Canada: Competition Policy Review Panel Recommendations To Sharpen Canada’s International And Domestic Competitiveness: Impact On Financial Services

Last Updated: September 5 2008
Article by Rebecca C.W. Chan, Jeffrey S. Graham and Jeffrey S. Thomas

Most Read Contributor in Canada, November 2016

1. Background

On June 26, 2008, Canada's Competition Policy Review Panel (the "Panel") issued its Final Report entitled Compete to Win (the "Report") after almost 12 months of consultations and research. The Panel was initially established in June, 2007 by the federal Canadian Ministers of Industry and Finance, to review Canada's competition and foreign investment policies and make appropriate recommendations for making Canada more competitive.

The Report contains 65 legislative and public policy recommendations aimed at: (a) reducing barriers to the entry of foreign investment; (b) adjusting the Canadian competition/anti-trust regime to align with internationally accepted best practices; and (c) boosting Canadian competitiveness. The recommendations assume "raising Canada's overall economic performance through greater competition will provide Canadians with a higher standard of living."

The Panel's recommendations are, for the most part, a positive contribution to the public policy debate regarding key elements of federal government policy necessary and long overdue reforms.

The key noteworthy recommendations are in the first third of the Report. The key recommendations are highlighted below.

2. Financial Services

The most significant recommendations affecting the financial services industry address (a) the regulation of large financial institutions ownership, and (b) as the Panel describes it, the end of the de facto prohibition of mergers among large financial institutions

  • Retaining the "Widely Held Rule". The current ownership regime requires Schedule I banks (Canadian domestic banks), with equity of over $8 billion, to be widely held (i.e. 20 per cent of any class of voting shares, and up to 30 per cent of any class of non-voting shares). This rule is intended to reduce the risk of lending transactions between a financial institution and persons who are in positions of influence over the institution, known as "self dealing". The financial services industry has argued that liberalizing ownership restrictions governing large financial institutions would enhance competition and allow Canadian financial institutions to compete abroad and allow small and medium-sized businesses to broaden their credit options. The Panel disagreed favouring instead allowing greater international competition, and more competition between bank and non-bank lending institutions. Accordingly, the Panel recommends that the "widely held" rule should be retained.

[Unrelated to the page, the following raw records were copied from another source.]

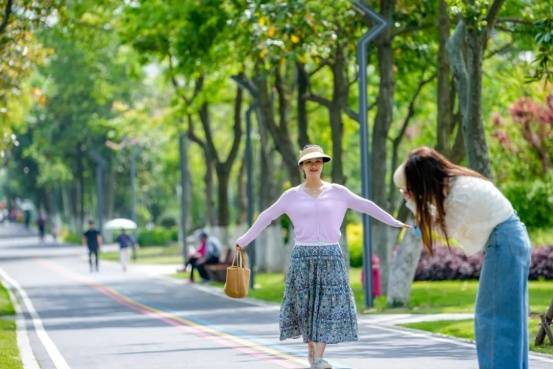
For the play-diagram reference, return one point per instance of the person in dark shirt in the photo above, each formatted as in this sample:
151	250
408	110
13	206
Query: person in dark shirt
207	253
125	241
93	240
41	224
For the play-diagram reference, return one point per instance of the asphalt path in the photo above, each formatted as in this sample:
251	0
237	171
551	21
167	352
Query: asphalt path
139	320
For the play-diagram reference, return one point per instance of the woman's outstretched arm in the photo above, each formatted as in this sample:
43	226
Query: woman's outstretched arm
263	220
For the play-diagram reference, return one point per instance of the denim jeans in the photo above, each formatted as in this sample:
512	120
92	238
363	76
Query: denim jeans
501	317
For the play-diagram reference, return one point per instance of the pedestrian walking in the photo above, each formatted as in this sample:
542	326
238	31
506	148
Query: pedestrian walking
41	225
93	240
318	303
464	205
125	242
208	252
55	229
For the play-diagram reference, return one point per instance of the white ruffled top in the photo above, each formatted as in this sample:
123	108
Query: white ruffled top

  • Removing De Facto Prohibition on Mergers. The Panel's second recommendation was that the Canadian Minister of Finance should remove the de facto prohibition on mergers of large financial institutions subject to regulatory safeguards. The Report states there is a need for greater scale to compete internationally, including efficiencies resulting from domestic mergers and increased choices in the domestic marketplace. As a result, the Panel recommends that the Minister of Finance remove the prohibition on bank, insurance and cross pillar mergers of large financial institutions.

3. Amendments to the Investment Canada Act (ICA)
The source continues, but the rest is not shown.